Словом, еще в декабре Ляпа понял, что если и дальше так дело пойдет, то этой зимой он обязательно подохнет. С год назад он подсел на героин: закентовался ненадолго с одним воровским шитвисом, пел у них на хате, ходил с ними в баню, а у них порошка хоть ложкой кушай. И теперь потребность вмазаться стала более тяжелой, более мучительной, чем прежде была потребность забухать. А где такие деньги найдешь? В результате он почти совсем перестал есть и сильно ослаб за последние месяцы, и однажды, будучи приглашен компанией своих давних поклонников в баню – пить, ширяться и читать Есенина, – с ужасом увидел в зеркале, что мяса на костях совсем не осталось – один скелет. А тут еще оказалось, что он обовшивел, и, увидев это, "давние поклонники" молча взяли его, голого, за руки и за ноги, вынесли на крыльцо, раскачали и выбросили в сугроб. А вслед и одежонку вынесли и бросили на ступенях. Деваться было некуда, и он тогда рискнул и пополз отогреваться в один знакомый теплый подъезд. Слава Богу, все обошлось, он схоронился у теплых труб под лестницей при входе в подвал. Но если бы его оттуда вытащили менты и закрутили бы над его несчастным телом свою кровавую метель, у него бы уже не было сил никуда доползти, так и остался бы он на обледеневшем асфальте, вмерз бы в лужу собственной крови… И тогда он позвонил Протасову.

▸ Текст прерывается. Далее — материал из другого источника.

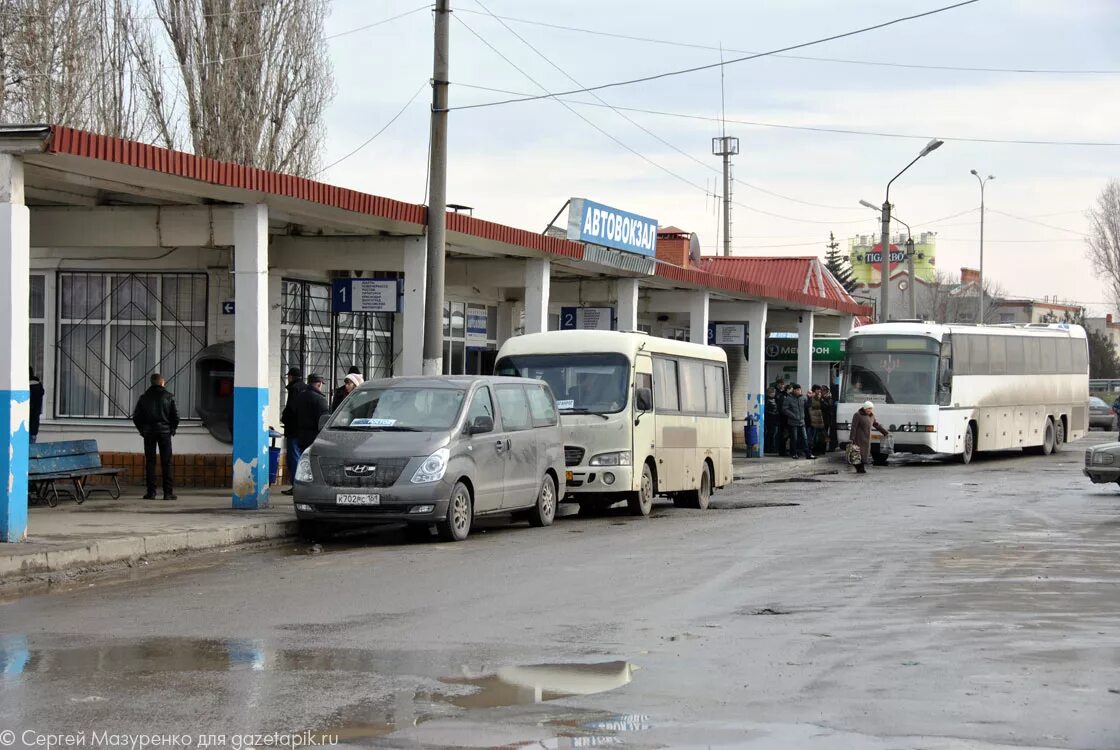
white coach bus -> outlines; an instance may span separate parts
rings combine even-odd
[[[502,345],[498,375],[544,380],[564,427],[566,500],[581,511],[656,495],[707,508],[731,484],[727,355],[644,333],[551,331]]]
[[[882,323],[852,332],[844,355],[837,428],[875,404],[897,453],[1023,448],[1048,455],[1089,426],[1089,350],[1076,325]],[[873,458],[886,457],[873,436]]]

Какое-то тупое отчаяние на него нашло, и от отчаяния – помрачение сознания, притупление чувств: не должен, никак не должен он был звонить. Дело в том, что пятнадцать лет назад, освободившись из лагеря на полгода раньше Маркиза, Ляпа первым делом навестил его жену… и переспал с ней. И не просто переспал, а жил у нее почти неделю. Как-то так само получилось: молодая голодная баба, он сам после трех лет лагерной суходрочки – выпили, хорошо выпили, совершенно расслабились, ну и проснулись утром в одной постели. И потом долго не могли оторваться друг от друга, она, кажется, даже на работу не ходила, отпуск взяла за свой счет. Тихая такая женщина, вроде богомолка, дом полон икон, а в постели ну просто неудержимая… Он очнулся через неделю – и ужаснулся: друг тянет срок, а он тут его бабу харит. Ушел и больше ее никогда не видел.

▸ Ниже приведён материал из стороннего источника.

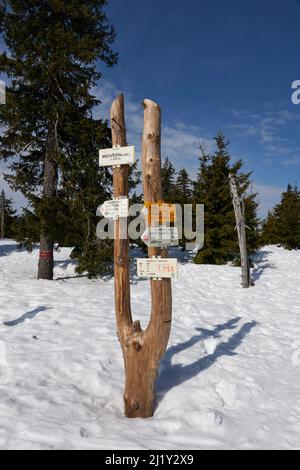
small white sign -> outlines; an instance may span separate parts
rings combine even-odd
[[[99,150],[99,165],[118,166],[133,165],[135,159],[135,147],[114,147],[112,149]]]
[[[145,230],[141,239],[150,248],[178,246],[178,228],[164,225],[149,227]]]
[[[5,83],[0,80],[0,104],[6,103],[6,86]]]
[[[147,277],[154,279],[178,277],[177,259],[173,258],[138,258],[137,259],[138,277]]]
[[[111,201],[106,201],[99,207],[100,214],[107,219],[119,219],[121,217],[128,217],[129,203],[127,198],[117,198]]]

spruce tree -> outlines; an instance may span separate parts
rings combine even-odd
[[[297,186],[289,184],[280,203],[269,212],[263,225],[262,241],[288,250],[300,248],[300,192]]]
[[[175,200],[182,206],[192,203],[192,181],[185,168],[179,171],[175,183]]]
[[[13,208],[12,200],[5,196],[5,191],[0,195],[0,226],[1,238],[11,238],[14,234],[14,223],[16,221],[16,211]]]
[[[9,51],[0,55],[0,71],[11,80],[7,103],[0,107],[0,157],[13,158],[7,179],[39,219],[42,279],[53,278],[54,226],[57,212],[65,210],[59,195],[67,191],[66,175],[70,168],[77,176],[86,171],[94,153],[78,149],[90,149],[101,127],[107,128],[92,118],[99,101],[90,91],[101,78],[98,61],[107,66],[117,61],[106,3],[0,2],[0,31]]]
[[[38,244],[40,237],[39,219],[29,208],[23,208],[19,215],[14,230],[14,238],[19,243],[19,248],[32,251]]]
[[[162,183],[162,190],[163,190],[163,199],[164,202],[173,203],[175,198],[175,177],[176,177],[176,170],[170,161],[169,157],[167,157],[162,165],[161,168],[161,183]]]
[[[248,249],[258,248],[258,219],[256,195],[247,196],[251,173],[241,172],[243,162],[231,164],[229,143],[223,134],[216,139],[216,151],[209,155],[201,147],[200,169],[194,183],[194,203],[205,206],[204,247],[196,255],[197,264],[224,264],[239,258],[238,239],[228,175],[235,175],[240,196],[245,202],[248,230]]]
[[[179,171],[176,183],[175,183],[175,196],[174,202],[181,206],[182,221],[184,221],[184,206],[186,204],[192,204],[193,202],[193,191],[192,191],[192,181],[189,177],[188,172],[185,168]],[[179,246],[182,247],[182,250],[185,250],[185,245],[188,240],[185,238],[184,230],[182,231],[182,238],[179,240]]]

И когда Маркиз освободился, и позже, когда Ляпа уже выпустил книгу своих стихов ("Основной мотив – пронзительная ностальгия по комсомольской романтике", — писал критик в газете "Литературная Россия»), вступил в Союз писателей России (в тот, патриотический, на Комсомольском), был женат и жил благополучной семейной жизнью, их дружба так и не возобновилась. Маркиз стал известным издателем и был одним из лидеров демократов. Они встречались на каких-то литературных тусовках, в первое время обнимались, потом только раскланивались… и расставались, не испытывая потребности встретиться. Каждая новая встреча была все более холодной. Ляпа, понятно, неловко чувствовал себя из-за той истории с Маркизовой женой, но главное было не это. На какой-то презентации, Маркиз выпив полстакана коньяку и вдруг перейдя на "ты", впрямую сказал, что Ляпины стихи вызывают у него физическое омерзение: "Что ж ты, Ляпа, все врешь и врешь? Какая там комсомольская юность? Ведь ты же сидел по хулиганке – вот и писал бы о романтике пивных забегаловок. Патриот…” В конце концов они едва приветствовали друг друга издалека. И когда Ляпа, похоронив жену, ушел в глубокий запой, а потом за гроши продал квартиру (да и с грошами-то этими его кинули) и, как сам он, выпив, любил объяснять желающим слушать, "исчез с литературного горизонта", Протасов, должно быть, его исчезновения просто не заметил…

Ляпа позвонил в "Семейные новости", через секретаршу добрался до Протасова, и тот, не выразив особой радости, холодно, но твердо, по-деловому, словно они заранее договаривались о звонке, назначил свидание – через час в редакции: через полтора он уезжал в командировку. "Хрен с ним, – подумал Ляпа, – пусть катится". Не пойдет же он в редакцию в своих вонючих вшивых обносках. Да его еще и не пустят. Но к редакционному подъезду все же зачем-то прибрел и, увидев выходившего Протасова, сделал было движение навстречу, но тот, идя прямо на него и глядя в лицо невидящим взглядом, быстро прошел мимо, сел в машину и уехал – не узнал…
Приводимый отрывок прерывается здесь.